Phil Smith on pg. 116 of his book ‘Mythogeography’ states that in seeking to re-imagine and re-interpret the familiar we should try not to:
‘discriminate between respectable and non-respectable types of knowledge’ but instead insist ‘on the presence of popular, trash, pulp layers, and the foregrounding of […] autobiographical and non-rational associations…’
so, in working to better understand the motivation underlying the work of the boatman painters I’ve begun to ask questions:
- Why, as an art form, did canal ware painting not evolve beyond it’s original narrow frame of reference?
- Why are the same images replicated again and again with varying degrees of skill or conviction?
And I’m beginning to re-imagine the Water Can.
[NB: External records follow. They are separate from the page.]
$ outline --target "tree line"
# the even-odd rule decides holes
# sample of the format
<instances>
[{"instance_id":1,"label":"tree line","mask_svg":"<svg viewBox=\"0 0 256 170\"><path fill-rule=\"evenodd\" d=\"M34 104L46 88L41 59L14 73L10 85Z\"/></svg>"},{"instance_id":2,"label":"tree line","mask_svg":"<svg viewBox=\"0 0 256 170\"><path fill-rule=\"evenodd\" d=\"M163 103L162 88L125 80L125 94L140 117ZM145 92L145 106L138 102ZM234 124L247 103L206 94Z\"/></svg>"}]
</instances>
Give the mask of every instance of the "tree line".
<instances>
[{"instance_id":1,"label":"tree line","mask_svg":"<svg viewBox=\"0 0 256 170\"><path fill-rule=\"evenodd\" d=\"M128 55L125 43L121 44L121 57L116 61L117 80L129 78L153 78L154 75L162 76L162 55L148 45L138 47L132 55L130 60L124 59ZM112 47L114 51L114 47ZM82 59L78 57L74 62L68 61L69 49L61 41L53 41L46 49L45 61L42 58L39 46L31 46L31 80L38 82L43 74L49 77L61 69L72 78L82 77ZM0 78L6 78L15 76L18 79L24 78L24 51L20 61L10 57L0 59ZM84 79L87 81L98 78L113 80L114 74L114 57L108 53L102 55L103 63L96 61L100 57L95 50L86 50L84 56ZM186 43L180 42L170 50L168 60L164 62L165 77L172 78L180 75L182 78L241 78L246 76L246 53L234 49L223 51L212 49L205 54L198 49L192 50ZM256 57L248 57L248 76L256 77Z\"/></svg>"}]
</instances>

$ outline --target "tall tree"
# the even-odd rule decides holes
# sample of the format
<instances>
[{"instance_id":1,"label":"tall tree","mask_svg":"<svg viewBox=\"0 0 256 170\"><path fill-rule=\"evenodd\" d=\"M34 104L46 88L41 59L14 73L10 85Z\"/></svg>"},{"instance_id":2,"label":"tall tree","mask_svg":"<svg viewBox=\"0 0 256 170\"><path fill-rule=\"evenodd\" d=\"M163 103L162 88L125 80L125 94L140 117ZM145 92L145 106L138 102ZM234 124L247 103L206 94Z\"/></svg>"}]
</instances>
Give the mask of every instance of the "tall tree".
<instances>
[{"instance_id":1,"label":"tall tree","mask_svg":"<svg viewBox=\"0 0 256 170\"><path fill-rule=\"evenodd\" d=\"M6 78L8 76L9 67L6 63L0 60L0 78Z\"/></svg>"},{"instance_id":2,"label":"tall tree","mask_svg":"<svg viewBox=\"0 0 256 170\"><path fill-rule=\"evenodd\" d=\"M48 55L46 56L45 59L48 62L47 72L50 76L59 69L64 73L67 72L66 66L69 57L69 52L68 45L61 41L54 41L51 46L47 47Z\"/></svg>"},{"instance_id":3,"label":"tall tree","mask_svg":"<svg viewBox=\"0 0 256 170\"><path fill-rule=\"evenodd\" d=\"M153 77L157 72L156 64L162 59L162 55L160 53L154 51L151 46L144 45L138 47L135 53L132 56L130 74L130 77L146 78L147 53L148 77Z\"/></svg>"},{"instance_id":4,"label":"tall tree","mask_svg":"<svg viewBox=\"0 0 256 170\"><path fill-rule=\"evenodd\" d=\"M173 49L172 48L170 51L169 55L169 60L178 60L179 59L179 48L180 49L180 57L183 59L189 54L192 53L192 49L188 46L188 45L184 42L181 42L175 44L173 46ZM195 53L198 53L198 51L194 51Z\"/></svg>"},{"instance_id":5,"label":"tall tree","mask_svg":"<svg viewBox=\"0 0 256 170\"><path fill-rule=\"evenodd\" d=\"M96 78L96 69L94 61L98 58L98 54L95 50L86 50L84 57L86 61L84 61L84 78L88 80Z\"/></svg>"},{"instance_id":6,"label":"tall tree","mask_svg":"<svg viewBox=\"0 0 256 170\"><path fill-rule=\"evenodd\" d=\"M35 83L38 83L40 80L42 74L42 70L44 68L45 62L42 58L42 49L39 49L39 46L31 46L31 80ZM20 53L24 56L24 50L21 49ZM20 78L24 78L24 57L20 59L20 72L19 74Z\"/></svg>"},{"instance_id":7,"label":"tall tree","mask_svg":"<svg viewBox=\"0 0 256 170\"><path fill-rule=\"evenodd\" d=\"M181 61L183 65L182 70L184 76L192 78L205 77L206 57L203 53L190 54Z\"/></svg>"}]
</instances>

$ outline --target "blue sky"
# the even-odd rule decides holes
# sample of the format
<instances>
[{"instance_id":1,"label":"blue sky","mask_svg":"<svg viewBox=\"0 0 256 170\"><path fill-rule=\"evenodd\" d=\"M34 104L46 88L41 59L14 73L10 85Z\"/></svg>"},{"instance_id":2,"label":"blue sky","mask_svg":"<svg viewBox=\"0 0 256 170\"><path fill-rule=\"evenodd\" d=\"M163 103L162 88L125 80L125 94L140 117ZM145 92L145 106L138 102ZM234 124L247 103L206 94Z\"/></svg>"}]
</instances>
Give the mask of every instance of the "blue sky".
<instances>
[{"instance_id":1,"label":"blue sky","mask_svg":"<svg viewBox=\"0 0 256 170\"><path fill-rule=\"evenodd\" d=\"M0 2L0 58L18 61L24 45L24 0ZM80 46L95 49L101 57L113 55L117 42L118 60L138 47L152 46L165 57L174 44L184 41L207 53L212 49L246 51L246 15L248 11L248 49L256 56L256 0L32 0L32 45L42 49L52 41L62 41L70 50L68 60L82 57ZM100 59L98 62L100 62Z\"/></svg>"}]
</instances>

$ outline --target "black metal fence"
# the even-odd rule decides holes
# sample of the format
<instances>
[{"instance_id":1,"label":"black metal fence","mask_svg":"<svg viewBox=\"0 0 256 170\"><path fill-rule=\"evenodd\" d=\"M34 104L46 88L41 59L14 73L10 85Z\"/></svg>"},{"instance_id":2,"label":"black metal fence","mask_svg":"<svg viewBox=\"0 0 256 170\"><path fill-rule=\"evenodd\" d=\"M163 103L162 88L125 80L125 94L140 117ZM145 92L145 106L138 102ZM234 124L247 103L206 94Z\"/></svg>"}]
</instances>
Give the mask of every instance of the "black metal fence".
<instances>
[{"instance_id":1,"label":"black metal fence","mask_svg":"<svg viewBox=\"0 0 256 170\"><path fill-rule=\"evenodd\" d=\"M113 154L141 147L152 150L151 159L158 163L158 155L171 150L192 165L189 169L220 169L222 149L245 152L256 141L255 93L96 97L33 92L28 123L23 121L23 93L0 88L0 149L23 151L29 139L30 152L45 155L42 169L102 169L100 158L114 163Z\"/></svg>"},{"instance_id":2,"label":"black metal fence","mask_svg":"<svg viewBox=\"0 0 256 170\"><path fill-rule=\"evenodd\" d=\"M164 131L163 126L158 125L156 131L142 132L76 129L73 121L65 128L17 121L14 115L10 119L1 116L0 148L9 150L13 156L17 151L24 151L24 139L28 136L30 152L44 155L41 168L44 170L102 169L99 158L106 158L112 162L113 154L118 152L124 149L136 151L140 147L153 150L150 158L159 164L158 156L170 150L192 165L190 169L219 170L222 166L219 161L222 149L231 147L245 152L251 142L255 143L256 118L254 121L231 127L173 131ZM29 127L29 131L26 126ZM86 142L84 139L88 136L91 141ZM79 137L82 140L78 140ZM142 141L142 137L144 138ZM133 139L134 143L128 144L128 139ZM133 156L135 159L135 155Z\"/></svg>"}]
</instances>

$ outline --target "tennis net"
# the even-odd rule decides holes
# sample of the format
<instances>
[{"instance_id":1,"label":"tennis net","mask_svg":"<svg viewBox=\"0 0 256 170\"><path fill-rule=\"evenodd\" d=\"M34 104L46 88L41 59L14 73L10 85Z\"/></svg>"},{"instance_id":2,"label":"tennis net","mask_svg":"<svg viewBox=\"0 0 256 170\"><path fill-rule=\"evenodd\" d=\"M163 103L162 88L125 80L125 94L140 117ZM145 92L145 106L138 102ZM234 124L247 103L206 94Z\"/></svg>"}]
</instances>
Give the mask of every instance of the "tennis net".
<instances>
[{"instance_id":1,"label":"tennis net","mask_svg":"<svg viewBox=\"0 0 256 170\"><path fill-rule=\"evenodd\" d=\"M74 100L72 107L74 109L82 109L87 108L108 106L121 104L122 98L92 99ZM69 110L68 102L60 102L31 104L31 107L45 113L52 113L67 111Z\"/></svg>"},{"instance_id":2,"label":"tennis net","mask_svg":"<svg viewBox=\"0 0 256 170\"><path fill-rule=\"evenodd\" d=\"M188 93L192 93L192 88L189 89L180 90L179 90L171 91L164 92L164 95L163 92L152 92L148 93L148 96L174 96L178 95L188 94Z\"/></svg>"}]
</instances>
- What would happen, for example, if I didn’t try to emulate what had been done before, but took as a starting point my own roots and visual culture?
- What would happen if I reinterpreted the traditional ingredients of canal ware painting – the castles, landscapes flowers and flourishes – through typography or cartography, through folk art, children’s book illustrations or line drawings etc.
My particular take on the canalware of the boatmen painters probably won’t find favour with the purists, after all what I’m exploring, whilst nodding respectfully to tradition, is not a slavish adherence to the past. Rather than making a rather stilted copy of someone else’s style I’m heading off on my own, and working towards something I can call my own – a Journey Can perhaps?